We've heard there is good shelling, but aren't sure where to go.  The boat driver says there is a shuttle to the point but that you can walk to the ocean side in about 10 minutes.  We decide to walk - not the best decision, it turns out.  We walk for what seems like several miles but was probably only 1 in the soft sand.  The wind was strong and constant.  Beautiful beach, very few people but very few shells.





This shrimp boat was cruising parallel to the beach.

 Turns out we should have taken the shuttle.  We eventually give up after finding a few shells and head back towards the ferry landing.  (If you go, either take the shuttle to "the point", or rent a jeep and drive the beaches.) 

We catch the ferry back to Harkers Island and stop to visit the nearby Core Sound Waterfowl Museum. 


 This is a very nice free museum which was devastated by a recent hurricane (I 've forgotten which one). The volunteer greeter tells us it was down to the cement floors, and they have only recently reopened. Luckily they were able to evacuate almost all of the interior items before the storm arrived - he said they were scattered all over inland North Carolina for a while.







It is called a Waterfowl Museum, and has some beautiful examples and displays of this artistry.  But it includes quite a bit more information on local history, storms, types of boats, the US Lifesaving Service and more.


  We skip the outside displays and picnic area to head towards the the town of Beaufort.  (There is a Beaufort on the coast of South Carolina too, which is probably a bit larger.)

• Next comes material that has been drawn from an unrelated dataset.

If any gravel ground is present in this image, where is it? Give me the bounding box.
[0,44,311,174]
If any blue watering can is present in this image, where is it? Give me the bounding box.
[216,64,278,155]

There we visit the North Carolina Maritime Museum which examines the North Carolina coastal habitats - Ocean - Beach - Dunes - Barrier Islands - Salt Marsh - Estuaries  and Sounds.  The Museum, right off the main street, has a nice parking area. Masks required.


There is quite a display on pirates and information about Blackbeard and Queen Anne's Revenge, a ship originally called the Concord which Blackbeard and his crew took over and re-christened.  Beth had read a book on Blackbeard, Edward Teach, so was interested in this.  He began as a legitimate privateer when the governor of Carolina recruited and paid men to attack Spanish ships...lots of politics involved.  He was educated and was more than a blood-thirsty pirate, though I'm sure he did his share of dastardly deeds.


 Queen Anne's Revenge sailed for several years, but was grounded and sank in 1718.  The remains were discovered in 2011 off the coast of Beaufort and this museum is the official repository for many of the recovered items.  It chronicles the discovery and authentication.  The museum is getting quite busy, so we decide to move on.



From the museum,  we walk a few blocks to The Old Burying Ground.  There is a flyer available there which tells the story of many of the people buried here, including early settlers, Revolutionary and Civil War soldiers and others.  Some of the graves are raised or covered by bricks, some have simple headstones, others quite elaborate.  It is common to see people leave stones or coins on a tomb as a token.


This was the grave of an infant.






 There was one grave covered with toys, shells, stuffed animals and such.  It belongs to a young girl of 10 whose family was from England.  Her father took her on a voyage back to England and promised her mother he would bring her back safely. But she died on the return voyage. The father could not bring himself to bury her at sea, so he sealed her into a barrel of rum to bring her back to North Carolina.  

We get directions to a Piggly-Wiggly grocery store and stop for a few items.  There are some good looking crab cakes, so we grab a few of them for tonight's dinner.

When we get back to our campsite, we are surprised to find it occupied!  Our sign and receipt are gone! Rather than confront the intruder, we visit the campground host.  She is very apologetic and says she has called a ranger to address these people, who apparently were told to leave another site, so simply hijacked ours and haven't paid for any.  She points us to another site that isn't reserved till tomorrow, so we are fine.  She also returns our slightly damaged "Site Occupied" sign that she found and seems relieved that we are not upset. A first time for everything, I guess, but hopefully this will be the last too! 

The crab cakes were yum, along with potatoes and edamame.  Cloudy night, pretty humid but only reached mid 70's today.